Après un bras de fer entre les plaignants, et le promoteur immobilier, qui aura duré presque tout l’été et l’automne 2008, il à été jugé préférable, explique un des locataires et commerçant en même temps « de solliciter un arbitrage de la justice pour trancher sur cette affaire » laquelle aurait désigné, comme dans tous les cas identiques à celui-ci, des experts compétents en la matière.

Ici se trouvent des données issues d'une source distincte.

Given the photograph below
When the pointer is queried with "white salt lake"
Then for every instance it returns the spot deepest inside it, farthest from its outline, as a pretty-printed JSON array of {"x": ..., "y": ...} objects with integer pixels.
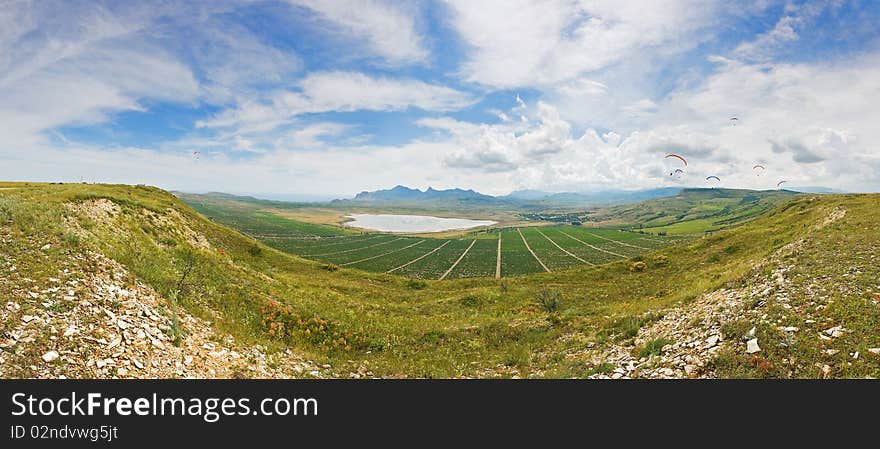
[{"x": 412, "y": 223}]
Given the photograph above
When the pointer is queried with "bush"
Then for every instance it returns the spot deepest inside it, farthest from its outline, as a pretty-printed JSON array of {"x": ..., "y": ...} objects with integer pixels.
[
  {"x": 653, "y": 347},
  {"x": 284, "y": 324},
  {"x": 637, "y": 266},
  {"x": 469, "y": 301},
  {"x": 416, "y": 284},
  {"x": 661, "y": 260},
  {"x": 549, "y": 300}
]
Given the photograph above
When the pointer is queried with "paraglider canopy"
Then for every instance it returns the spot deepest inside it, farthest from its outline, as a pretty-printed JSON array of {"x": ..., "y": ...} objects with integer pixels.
[{"x": 677, "y": 156}]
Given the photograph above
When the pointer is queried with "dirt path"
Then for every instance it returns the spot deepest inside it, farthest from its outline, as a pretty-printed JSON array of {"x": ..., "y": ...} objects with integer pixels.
[
  {"x": 530, "y": 250},
  {"x": 564, "y": 250},
  {"x": 457, "y": 261},
  {"x": 420, "y": 257},
  {"x": 351, "y": 250},
  {"x": 619, "y": 243},
  {"x": 383, "y": 254},
  {"x": 591, "y": 246},
  {"x": 498, "y": 259}
]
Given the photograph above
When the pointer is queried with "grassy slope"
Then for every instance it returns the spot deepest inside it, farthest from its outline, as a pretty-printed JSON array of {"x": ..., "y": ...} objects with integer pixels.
[
  {"x": 694, "y": 210},
  {"x": 399, "y": 327}
]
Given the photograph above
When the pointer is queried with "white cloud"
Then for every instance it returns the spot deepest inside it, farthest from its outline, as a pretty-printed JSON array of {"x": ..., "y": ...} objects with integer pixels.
[
  {"x": 525, "y": 43},
  {"x": 389, "y": 27},
  {"x": 341, "y": 91}
]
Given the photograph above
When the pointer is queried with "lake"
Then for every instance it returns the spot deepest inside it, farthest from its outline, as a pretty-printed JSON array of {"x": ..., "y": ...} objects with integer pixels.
[{"x": 412, "y": 223}]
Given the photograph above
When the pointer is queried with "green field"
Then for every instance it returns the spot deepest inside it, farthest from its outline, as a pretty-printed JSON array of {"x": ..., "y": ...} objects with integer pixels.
[
  {"x": 558, "y": 247},
  {"x": 808, "y": 264}
]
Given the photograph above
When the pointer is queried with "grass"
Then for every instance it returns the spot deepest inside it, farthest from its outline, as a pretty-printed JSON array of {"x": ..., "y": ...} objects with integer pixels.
[
  {"x": 477, "y": 327},
  {"x": 343, "y": 246},
  {"x": 653, "y": 347}
]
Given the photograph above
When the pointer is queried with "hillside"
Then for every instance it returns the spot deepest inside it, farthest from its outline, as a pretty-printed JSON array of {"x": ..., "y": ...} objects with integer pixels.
[
  {"x": 114, "y": 259},
  {"x": 693, "y": 210}
]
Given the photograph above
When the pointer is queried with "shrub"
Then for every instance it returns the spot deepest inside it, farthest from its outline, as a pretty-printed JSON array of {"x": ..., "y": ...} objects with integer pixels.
[
  {"x": 284, "y": 324},
  {"x": 653, "y": 347},
  {"x": 548, "y": 300},
  {"x": 416, "y": 284},
  {"x": 661, "y": 260},
  {"x": 637, "y": 266},
  {"x": 469, "y": 301}
]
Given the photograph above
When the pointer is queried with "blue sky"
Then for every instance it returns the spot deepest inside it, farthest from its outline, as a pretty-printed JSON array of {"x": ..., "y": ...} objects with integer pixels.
[{"x": 320, "y": 99}]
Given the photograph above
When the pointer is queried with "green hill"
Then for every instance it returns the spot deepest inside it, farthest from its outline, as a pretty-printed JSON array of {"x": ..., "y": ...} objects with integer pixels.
[
  {"x": 694, "y": 210},
  {"x": 803, "y": 275}
]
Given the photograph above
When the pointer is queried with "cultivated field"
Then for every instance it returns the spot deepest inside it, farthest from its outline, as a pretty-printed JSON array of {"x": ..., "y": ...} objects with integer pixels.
[{"x": 522, "y": 250}]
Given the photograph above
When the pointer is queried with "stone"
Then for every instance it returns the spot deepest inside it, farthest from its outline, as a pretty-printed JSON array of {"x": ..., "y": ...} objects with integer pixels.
[
  {"x": 712, "y": 341},
  {"x": 116, "y": 341},
  {"x": 50, "y": 356},
  {"x": 752, "y": 346}
]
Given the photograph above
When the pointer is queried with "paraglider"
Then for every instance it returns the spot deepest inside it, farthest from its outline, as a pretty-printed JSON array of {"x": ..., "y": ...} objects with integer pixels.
[{"x": 677, "y": 156}]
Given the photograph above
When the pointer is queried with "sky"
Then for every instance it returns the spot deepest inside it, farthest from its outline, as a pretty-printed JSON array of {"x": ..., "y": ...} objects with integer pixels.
[{"x": 309, "y": 99}]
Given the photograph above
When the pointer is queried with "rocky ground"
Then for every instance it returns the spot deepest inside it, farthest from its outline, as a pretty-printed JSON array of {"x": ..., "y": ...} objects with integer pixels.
[
  {"x": 699, "y": 333},
  {"x": 106, "y": 324}
]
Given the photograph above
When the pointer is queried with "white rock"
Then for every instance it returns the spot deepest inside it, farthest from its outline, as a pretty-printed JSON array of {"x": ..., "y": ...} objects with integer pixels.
[
  {"x": 50, "y": 356},
  {"x": 752, "y": 346},
  {"x": 712, "y": 341}
]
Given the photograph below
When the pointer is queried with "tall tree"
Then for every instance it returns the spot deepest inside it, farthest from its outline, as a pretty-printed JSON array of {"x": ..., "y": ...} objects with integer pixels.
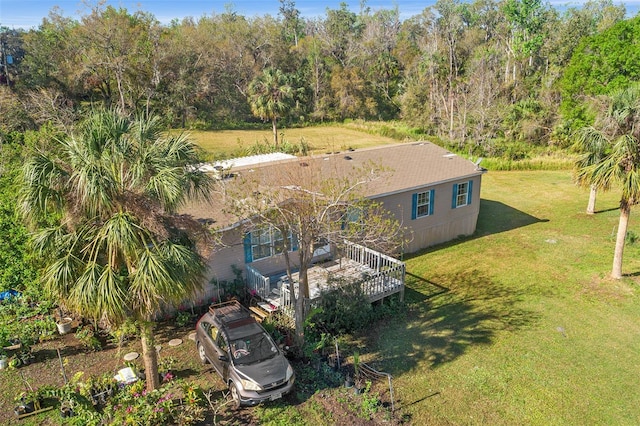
[
  {"x": 621, "y": 125},
  {"x": 314, "y": 201},
  {"x": 593, "y": 146},
  {"x": 607, "y": 61},
  {"x": 117, "y": 249},
  {"x": 271, "y": 97}
]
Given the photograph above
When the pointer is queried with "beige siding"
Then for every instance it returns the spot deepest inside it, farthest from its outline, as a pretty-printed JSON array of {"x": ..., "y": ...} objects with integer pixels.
[{"x": 444, "y": 224}]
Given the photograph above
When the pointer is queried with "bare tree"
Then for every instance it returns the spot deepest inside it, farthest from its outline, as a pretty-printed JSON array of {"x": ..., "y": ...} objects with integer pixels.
[{"x": 314, "y": 200}]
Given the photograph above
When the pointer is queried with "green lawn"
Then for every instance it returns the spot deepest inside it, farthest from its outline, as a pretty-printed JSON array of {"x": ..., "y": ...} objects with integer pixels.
[
  {"x": 224, "y": 143},
  {"x": 521, "y": 324}
]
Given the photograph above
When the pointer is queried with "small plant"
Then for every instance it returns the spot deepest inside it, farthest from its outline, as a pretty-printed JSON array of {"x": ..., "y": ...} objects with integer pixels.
[
  {"x": 183, "y": 318},
  {"x": 119, "y": 336},
  {"x": 87, "y": 336},
  {"x": 370, "y": 402}
]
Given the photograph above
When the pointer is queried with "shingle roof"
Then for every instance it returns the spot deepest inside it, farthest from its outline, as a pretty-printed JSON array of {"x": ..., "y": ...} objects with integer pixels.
[{"x": 411, "y": 165}]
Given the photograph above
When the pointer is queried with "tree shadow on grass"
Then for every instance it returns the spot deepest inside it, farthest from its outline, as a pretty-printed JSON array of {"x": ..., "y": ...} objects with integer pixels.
[
  {"x": 442, "y": 324},
  {"x": 496, "y": 217}
]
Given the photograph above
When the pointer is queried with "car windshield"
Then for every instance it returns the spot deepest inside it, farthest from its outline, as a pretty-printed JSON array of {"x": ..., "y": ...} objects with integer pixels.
[{"x": 252, "y": 349}]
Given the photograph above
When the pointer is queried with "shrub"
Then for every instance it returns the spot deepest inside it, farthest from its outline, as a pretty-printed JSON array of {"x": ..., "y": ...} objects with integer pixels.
[{"x": 342, "y": 309}]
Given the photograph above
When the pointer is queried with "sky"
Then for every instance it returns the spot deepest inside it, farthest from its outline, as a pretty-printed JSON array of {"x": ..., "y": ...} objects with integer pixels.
[{"x": 28, "y": 14}]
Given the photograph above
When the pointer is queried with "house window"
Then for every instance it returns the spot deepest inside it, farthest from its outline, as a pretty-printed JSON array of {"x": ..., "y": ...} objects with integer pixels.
[
  {"x": 461, "y": 194},
  {"x": 422, "y": 204},
  {"x": 265, "y": 242},
  {"x": 261, "y": 245}
]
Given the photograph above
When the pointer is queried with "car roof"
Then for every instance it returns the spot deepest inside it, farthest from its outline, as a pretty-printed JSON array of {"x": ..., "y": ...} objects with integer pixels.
[{"x": 235, "y": 319}]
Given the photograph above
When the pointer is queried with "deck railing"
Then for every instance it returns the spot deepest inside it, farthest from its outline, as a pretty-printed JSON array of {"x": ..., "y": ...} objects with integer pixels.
[
  {"x": 380, "y": 276},
  {"x": 369, "y": 257},
  {"x": 258, "y": 283}
]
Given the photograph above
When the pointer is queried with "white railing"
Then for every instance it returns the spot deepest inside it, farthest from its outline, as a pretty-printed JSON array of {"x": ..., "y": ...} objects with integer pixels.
[
  {"x": 380, "y": 276},
  {"x": 371, "y": 258},
  {"x": 258, "y": 283}
]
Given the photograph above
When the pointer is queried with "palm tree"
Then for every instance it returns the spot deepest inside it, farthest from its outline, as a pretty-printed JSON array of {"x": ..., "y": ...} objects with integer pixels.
[
  {"x": 104, "y": 205},
  {"x": 594, "y": 146},
  {"x": 271, "y": 97},
  {"x": 622, "y": 165}
]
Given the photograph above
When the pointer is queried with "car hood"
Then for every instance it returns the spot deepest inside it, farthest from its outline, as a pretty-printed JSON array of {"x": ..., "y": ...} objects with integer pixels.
[{"x": 265, "y": 372}]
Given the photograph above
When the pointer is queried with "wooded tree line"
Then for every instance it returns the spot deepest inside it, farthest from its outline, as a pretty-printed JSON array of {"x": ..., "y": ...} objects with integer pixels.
[{"x": 475, "y": 73}]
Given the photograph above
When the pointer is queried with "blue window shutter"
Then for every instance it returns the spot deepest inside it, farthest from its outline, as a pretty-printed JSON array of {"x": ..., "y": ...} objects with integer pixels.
[
  {"x": 414, "y": 206},
  {"x": 454, "y": 199},
  {"x": 432, "y": 194},
  {"x": 248, "y": 258}
]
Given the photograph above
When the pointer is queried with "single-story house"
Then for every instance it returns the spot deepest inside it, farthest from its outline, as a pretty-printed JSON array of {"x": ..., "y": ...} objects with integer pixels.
[{"x": 434, "y": 193}]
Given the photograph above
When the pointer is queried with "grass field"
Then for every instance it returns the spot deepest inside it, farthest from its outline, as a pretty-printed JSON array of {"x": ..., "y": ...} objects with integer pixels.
[
  {"x": 516, "y": 325},
  {"x": 226, "y": 143},
  {"x": 521, "y": 324}
]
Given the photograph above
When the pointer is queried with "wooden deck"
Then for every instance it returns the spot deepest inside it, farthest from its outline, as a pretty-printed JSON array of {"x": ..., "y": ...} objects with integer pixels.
[{"x": 379, "y": 275}]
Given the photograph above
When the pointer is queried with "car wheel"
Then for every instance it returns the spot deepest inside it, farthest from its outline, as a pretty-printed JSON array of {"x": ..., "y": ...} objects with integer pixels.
[
  {"x": 201, "y": 354},
  {"x": 235, "y": 396}
]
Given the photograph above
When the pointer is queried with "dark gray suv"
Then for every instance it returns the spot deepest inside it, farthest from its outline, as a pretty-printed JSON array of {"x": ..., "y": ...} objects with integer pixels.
[{"x": 243, "y": 354}]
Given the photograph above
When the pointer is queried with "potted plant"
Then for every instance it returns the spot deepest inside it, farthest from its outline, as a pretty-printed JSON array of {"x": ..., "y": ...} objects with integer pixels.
[
  {"x": 64, "y": 325},
  {"x": 4, "y": 362},
  {"x": 358, "y": 382},
  {"x": 27, "y": 402}
]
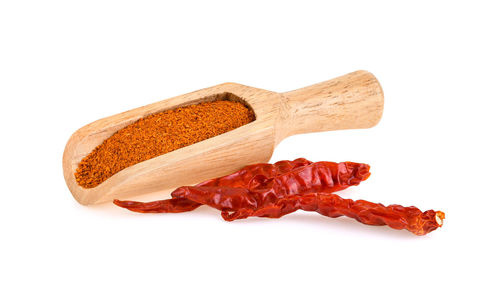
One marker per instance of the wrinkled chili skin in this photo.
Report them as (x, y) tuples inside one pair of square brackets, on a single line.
[(260, 191), (237, 179), (259, 184), (161, 206), (331, 205)]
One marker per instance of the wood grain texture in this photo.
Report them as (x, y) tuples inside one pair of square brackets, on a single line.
[(348, 102)]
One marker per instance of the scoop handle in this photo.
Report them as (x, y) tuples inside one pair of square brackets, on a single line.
[(352, 101)]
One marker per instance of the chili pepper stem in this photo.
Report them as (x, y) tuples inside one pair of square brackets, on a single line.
[(440, 216)]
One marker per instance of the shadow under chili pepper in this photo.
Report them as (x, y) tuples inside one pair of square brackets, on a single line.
[(340, 225), (345, 224)]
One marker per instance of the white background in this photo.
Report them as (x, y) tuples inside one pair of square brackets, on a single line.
[(64, 64)]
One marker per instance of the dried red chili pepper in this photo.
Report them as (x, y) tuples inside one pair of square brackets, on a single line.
[(240, 178), (261, 184), (266, 190), (395, 216)]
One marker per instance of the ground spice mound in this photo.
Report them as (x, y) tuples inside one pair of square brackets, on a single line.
[(158, 134)]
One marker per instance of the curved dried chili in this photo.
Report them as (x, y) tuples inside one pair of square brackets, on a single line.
[(274, 190)]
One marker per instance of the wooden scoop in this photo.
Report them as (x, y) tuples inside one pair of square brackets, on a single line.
[(352, 101)]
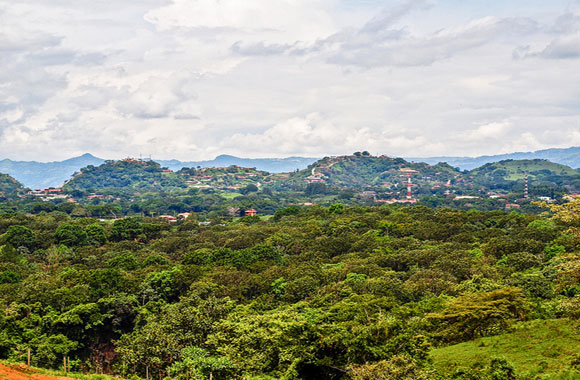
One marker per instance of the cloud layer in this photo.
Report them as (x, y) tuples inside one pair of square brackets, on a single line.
[(190, 79)]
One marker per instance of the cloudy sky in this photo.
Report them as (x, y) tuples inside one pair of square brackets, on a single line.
[(191, 79)]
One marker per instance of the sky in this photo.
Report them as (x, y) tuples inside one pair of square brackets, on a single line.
[(192, 79)]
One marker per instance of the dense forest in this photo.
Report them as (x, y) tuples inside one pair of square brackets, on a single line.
[(144, 188), (361, 292)]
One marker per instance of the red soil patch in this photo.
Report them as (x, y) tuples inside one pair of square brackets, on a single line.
[(22, 372)]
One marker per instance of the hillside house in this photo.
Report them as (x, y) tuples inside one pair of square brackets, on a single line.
[(250, 212)]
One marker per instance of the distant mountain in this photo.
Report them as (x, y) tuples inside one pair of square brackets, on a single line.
[(40, 175), (271, 165), (567, 156), (142, 176), (504, 173), (8, 185)]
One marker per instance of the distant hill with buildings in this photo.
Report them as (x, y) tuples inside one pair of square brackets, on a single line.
[(272, 165), (564, 156), (8, 185), (41, 175)]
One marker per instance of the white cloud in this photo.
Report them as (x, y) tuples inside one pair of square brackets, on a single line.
[(192, 79)]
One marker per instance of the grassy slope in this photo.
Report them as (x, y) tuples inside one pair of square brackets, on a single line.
[(542, 348)]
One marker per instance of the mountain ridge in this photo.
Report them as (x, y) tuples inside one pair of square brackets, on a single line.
[(34, 174)]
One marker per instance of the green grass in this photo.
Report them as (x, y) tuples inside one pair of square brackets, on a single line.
[(60, 373), (540, 349)]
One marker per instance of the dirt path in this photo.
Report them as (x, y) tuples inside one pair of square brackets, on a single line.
[(22, 372)]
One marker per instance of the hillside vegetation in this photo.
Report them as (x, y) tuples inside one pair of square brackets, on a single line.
[(8, 185), (313, 293), (542, 348), (126, 174)]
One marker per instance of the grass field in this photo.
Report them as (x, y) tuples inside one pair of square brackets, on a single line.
[(541, 349)]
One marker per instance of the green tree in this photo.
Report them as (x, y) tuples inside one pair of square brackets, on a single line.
[(480, 314), (19, 236), (96, 234), (126, 229), (71, 235)]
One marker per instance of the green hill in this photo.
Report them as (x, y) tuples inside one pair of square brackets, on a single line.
[(360, 171), (512, 170), (542, 349), (540, 173), (8, 185), (228, 178), (127, 174)]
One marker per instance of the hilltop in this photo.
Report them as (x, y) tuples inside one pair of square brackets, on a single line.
[(505, 174), (566, 156), (40, 175), (125, 174), (8, 185)]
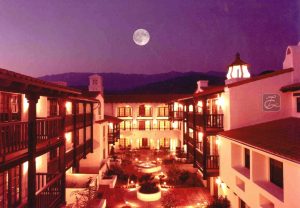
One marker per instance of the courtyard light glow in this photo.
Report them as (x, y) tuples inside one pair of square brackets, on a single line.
[(68, 107), (220, 101), (218, 141), (218, 180), (25, 105), (68, 137)]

Un travail d’expertise selon lui « qui a tenu compte du passé historique des lieux, et de l’importance que revêt le projet retenu sur cette place. « 

Par passé historique, celui-ci fait allusion aux allées joignant pour la première la rue Ouchène au côté de l’ex-Cofel, et l’autre en forme d’un (+) plus aboutissant aux demeures des ex-Cheminots.

Une application sur le terrain d’un premier point, décidé dans le jugement, affirme toujours le locataire qui rassure quant à l’aménagement de la seconde allée portant de la rue Ouchène vers l’ex-Cofel.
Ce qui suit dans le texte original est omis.